Virgin Australia (VA, Brisbane International) and Virgin Atlantic (VS, London Heathrow) applied to the Australian Competition and Consumer Commission (ACCC) for authorisation to engage in cooperation on flights between Australia and the United Kingdom and Ireland via Hong Kong International and Los Angeles International.

"The Applicants propose to cooperate in relation to inventory management, sales and marketing, scheduling, network and capacity decisions, pricing, product, operations and procurement in relation to services between Australia and the UK/Ireland via mutual mid-points in Hong Kong and Los Angeles, and any future mutual connection points," the two carriers said.
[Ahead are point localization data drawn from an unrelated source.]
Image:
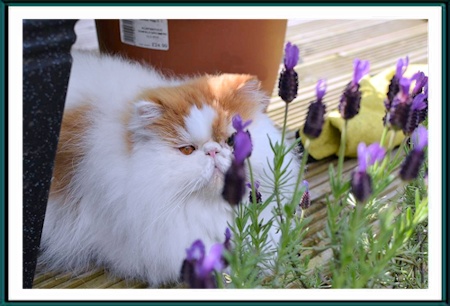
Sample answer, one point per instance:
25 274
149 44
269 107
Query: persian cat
139 170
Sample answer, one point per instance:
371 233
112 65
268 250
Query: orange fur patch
227 94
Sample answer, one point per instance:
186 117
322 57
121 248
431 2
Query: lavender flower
361 182
421 80
257 193
316 113
242 141
197 269
351 97
234 187
412 163
417 113
288 81
305 201
394 87
227 242
399 112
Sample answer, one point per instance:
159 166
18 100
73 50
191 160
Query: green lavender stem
342 150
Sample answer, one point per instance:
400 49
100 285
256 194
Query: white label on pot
145 33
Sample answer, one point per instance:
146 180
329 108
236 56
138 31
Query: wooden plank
327 50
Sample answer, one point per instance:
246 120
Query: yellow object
365 127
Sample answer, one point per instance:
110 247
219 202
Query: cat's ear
147 111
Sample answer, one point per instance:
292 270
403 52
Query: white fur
137 212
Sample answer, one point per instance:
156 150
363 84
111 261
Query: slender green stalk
252 181
283 134
383 135
302 169
342 150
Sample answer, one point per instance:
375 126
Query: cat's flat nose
212 153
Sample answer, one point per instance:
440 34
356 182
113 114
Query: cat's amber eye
230 140
187 150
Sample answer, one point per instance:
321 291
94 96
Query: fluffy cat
140 166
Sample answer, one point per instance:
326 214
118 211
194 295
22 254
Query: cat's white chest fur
139 170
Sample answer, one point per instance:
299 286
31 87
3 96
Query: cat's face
190 127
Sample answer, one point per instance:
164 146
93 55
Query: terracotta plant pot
188 47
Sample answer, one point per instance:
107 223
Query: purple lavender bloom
315 118
291 56
402 65
421 80
414 160
399 112
197 269
420 138
288 80
305 201
417 113
257 193
361 185
212 262
227 242
350 101
234 187
242 141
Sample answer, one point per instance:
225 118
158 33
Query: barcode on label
128 31
145 33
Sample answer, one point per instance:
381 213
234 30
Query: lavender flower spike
288 80
350 101
212 262
361 183
242 141
421 80
291 56
361 68
321 89
234 187
315 118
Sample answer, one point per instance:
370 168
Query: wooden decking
327 50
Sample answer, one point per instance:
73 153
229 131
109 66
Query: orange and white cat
140 166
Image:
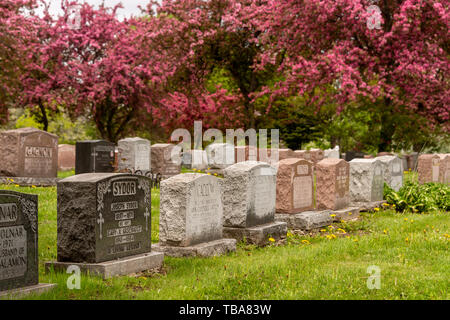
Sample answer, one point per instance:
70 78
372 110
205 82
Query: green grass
412 251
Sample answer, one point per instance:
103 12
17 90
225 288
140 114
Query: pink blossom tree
335 48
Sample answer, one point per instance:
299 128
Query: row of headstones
33 153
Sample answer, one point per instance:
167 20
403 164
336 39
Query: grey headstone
103 216
249 194
392 171
220 155
366 180
94 156
28 152
18 240
191 210
134 154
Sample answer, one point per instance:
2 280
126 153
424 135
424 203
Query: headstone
350 155
317 155
134 155
186 159
444 169
28 152
392 171
295 186
366 180
428 168
412 160
18 240
94 156
303 154
220 155
199 159
249 194
103 216
19 265
66 157
191 210
162 161
245 153
332 153
332 184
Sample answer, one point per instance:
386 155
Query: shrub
415 197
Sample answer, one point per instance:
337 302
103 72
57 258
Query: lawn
411 250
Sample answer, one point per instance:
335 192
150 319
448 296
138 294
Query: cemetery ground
411 250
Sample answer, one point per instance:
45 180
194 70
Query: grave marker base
20 292
29 181
347 214
368 206
206 249
257 235
307 221
120 267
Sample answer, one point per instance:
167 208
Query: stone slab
347 214
368 206
18 293
258 235
307 221
205 249
120 267
28 181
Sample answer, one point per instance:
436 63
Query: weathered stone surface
444 168
368 206
347 214
29 182
350 155
295 186
428 168
103 216
94 156
20 292
28 152
66 157
245 153
162 162
307 221
18 240
134 154
258 235
249 194
119 267
199 159
205 249
332 153
220 155
303 154
191 210
366 180
332 184
392 171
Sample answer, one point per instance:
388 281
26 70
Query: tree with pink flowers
395 57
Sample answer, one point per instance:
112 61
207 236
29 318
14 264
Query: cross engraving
146 215
101 221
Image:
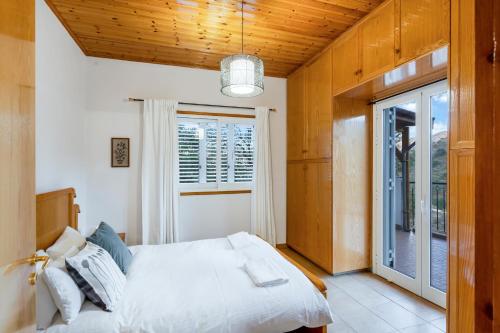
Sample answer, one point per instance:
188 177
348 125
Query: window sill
216 192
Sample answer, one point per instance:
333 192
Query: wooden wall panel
376 42
461 241
423 27
17 163
487 143
319 107
462 74
309 214
295 204
352 184
296 115
462 222
318 207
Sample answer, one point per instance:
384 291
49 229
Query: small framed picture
120 152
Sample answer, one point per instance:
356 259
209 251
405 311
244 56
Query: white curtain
263 223
159 172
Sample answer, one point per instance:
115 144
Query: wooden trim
54 212
185 194
311 160
215 114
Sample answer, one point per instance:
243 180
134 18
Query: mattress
201 286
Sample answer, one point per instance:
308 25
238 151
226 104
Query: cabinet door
376 40
319 107
318 231
345 65
296 206
296 121
424 25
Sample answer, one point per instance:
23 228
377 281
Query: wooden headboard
54 212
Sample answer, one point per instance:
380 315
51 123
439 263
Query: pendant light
242 75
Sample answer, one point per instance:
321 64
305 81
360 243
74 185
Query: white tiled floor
364 302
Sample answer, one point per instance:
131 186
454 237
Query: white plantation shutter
243 153
211 153
224 153
214 151
189 153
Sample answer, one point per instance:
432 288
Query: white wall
60 108
114 192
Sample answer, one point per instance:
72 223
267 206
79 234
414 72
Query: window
215 152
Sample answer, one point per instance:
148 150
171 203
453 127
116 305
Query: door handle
32 260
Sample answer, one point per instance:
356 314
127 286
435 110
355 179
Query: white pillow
70 237
45 307
98 276
65 293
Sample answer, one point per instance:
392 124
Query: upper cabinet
345 67
296 121
376 42
319 107
423 26
365 51
394 33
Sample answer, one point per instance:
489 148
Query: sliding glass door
410 164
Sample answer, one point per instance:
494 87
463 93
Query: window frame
218 185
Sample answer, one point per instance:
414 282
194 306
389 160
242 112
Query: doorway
410 190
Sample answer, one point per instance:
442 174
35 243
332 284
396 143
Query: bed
192 286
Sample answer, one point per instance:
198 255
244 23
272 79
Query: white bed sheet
201 287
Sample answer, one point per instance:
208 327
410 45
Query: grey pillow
97 276
108 239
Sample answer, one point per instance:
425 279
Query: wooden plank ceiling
199 33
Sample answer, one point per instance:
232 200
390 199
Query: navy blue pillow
107 238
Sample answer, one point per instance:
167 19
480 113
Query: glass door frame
409 283
421 285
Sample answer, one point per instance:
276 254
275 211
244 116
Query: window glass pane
439 184
189 152
243 153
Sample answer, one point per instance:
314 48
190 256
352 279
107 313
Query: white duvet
201 287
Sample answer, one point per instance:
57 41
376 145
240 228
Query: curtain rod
130 99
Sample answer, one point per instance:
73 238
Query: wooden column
487 140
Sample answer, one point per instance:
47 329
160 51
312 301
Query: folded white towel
265 273
239 240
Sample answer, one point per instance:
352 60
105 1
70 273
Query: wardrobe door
296 123
319 107
376 40
296 206
345 65
318 203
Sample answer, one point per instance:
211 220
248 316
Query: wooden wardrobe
309 161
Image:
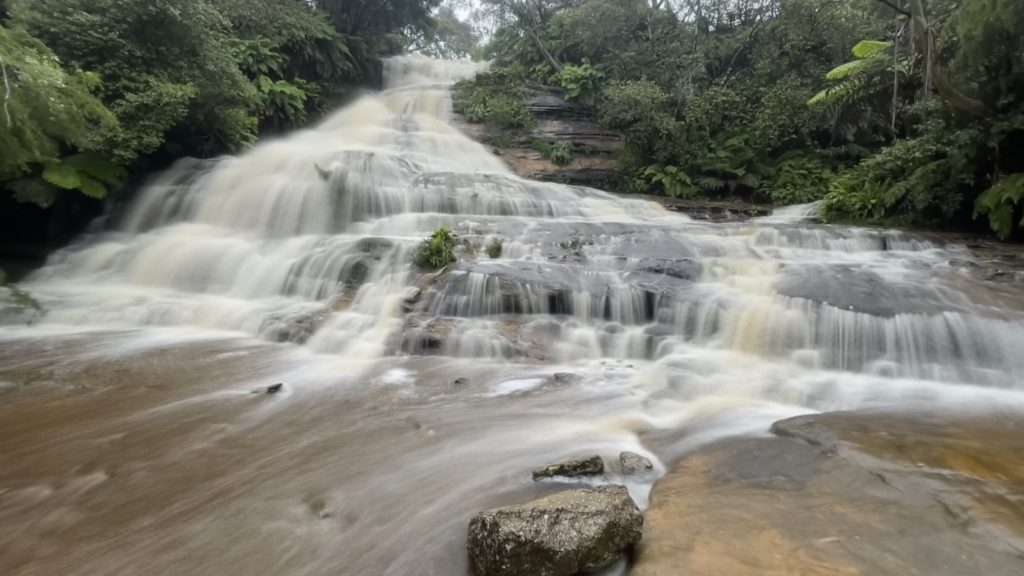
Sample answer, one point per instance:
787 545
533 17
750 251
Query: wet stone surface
560 535
846 493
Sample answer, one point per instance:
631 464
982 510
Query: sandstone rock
560 535
634 463
841 494
593 465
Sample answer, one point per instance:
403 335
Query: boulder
634 463
560 535
593 465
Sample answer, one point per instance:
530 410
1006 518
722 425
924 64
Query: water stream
131 440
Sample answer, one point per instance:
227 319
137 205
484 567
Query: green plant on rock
495 98
582 83
1001 204
560 154
496 248
798 178
20 298
672 180
436 251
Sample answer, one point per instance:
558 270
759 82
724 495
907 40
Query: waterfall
308 239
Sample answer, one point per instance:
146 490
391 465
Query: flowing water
131 440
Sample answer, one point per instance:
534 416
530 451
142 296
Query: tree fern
1000 204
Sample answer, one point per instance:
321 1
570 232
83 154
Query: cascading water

The two airlines further said that since neither of them serves the other's home market directly, the cooperation will not affect the status of competition on the market.

"Virgin Australia and Virgin Atlantic operate entirely complementary networks. They do not operate on any overlapping routes and, for both operational and commercial reasons, will not operate services in competition with each other in the future," the airlines said.

According to the ch-aviation schedules module, Virgin Atlantic currently offers daily services to Hong Kong from London Heathrow using B787-9 equipment, while Virgin Australia operates daily to the city from both Sydney Kingsford Smith and Melbourne Tullamarine using A330-200 aircraft.

The Australian carrier operates to Los Angeles daily from SYD, 6x weekly from Brisbane International and 5x weekly from Melbourne Tullamarine, all using B777-300(ER) equipment. Virgin Atlantic serves the Californian city 2x daily from London Heathrow using B787-9s and 3x weekly from Manchester International using A330-200s.

Virgin Atlantic is 51%-owned by Virgin Group. The holding only controls an 8% stake in Virgin Australia.

The ACCC plans to make its final decision on the proposed cooperation in November 2019.